Munira Mirza: Leaving fortress Europe and opening up the UK to true Internationalism
She was the Deputy Mayor for Education and Culture of London and a former cultural advisor to the Mayor of London Boris Johnson. In 2012 she published her book “The Politics of Culture: The Case for Universalism”.
Mirza supports a more liberal immigration system than that which we had within the EU as part of the so-called four freedoms of the single market and would like to see a new immigration system designed when we Brexit in March 2019. She does not believe another referendum should be held believing it would betray democracy and those who voted to Leave. Indeed she thinks it would be “reckless”.
Mirza explains: “I think it is really reckless for people who are in positions of authority to say we should just try and get out of it because we didn’t like the outcome. I am amazed actually. I think lots of people are amazed that people are so explicit about it. I don’t see how you can expect the public to tolerate that kind of intolerance.”
Mirza told B4B she wanted the UK to become more internationalist: “We are very heavily invested in the EUs arts programmes, the EU does fund activity with non EU countries as well and it would be very misleading to suggest it doesn’t but its overwhelming priority tends to be alliances within the EU member states.

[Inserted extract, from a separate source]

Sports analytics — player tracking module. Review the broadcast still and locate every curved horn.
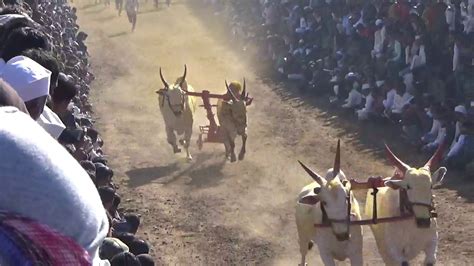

I don’t want that to stop but if Brexit allows us to think what does it mean to be British in the 21st Century, can we be more internationalist then I think that is a good thing.”
She goes on to talk about her vision of Brexit: “The adoration for the EU I find harder to understand it is not because I don’t love Europe or feel that I am part of Europe, Britain has a long history and hopefully a very long future together, but it is surprising to me that people think the EU is the same thing as Europe and take at face value everything the EU says about itself. It has done many good things in its history but there are serious problems with it and the fear some remainers have is really a fear about ideology about nationalism and about xenophobia and they associate the EU with the opposite of that, they think that the EU is the saviour of Britain because it is not nationalistic but I think that misunderstands how the EU really operates and it does actually throw up boarders as much as take them down. It misunderstands the impulse on the part of people who wanted to leave to want to take back sovereignty to have control. This is not to want to close off the rest of the World but wanting to engage with it meaningfully as an independent country.”
She said many artists outside the EU do struggle getting Visas: “I do think there is an opportunity to redesign that system for people outside the EU.”
She ended by saying: “Straight after the EU vote there were many people in the arts who were horrible. They spoke about leave voters in really demeaning terms, very patronising, and called them stupid, uneducated and old and disrespectful and assuming they were all bigots and racists. It was the new being gay, you didn’t tell people how you had voted. That did do a lot of damage to the arts, as if they were only interested in funding themselves. Hopefully in the next period we can move on.
“In many ways the British public are better informed than the political elite on this. Various people in the Lords who are trying to thwart Brexit would be better off seeing how we could get a good deal and how Britain could work differently after Brexit. Something has been opened up in peoples’ minds and we have to honour that in some way.”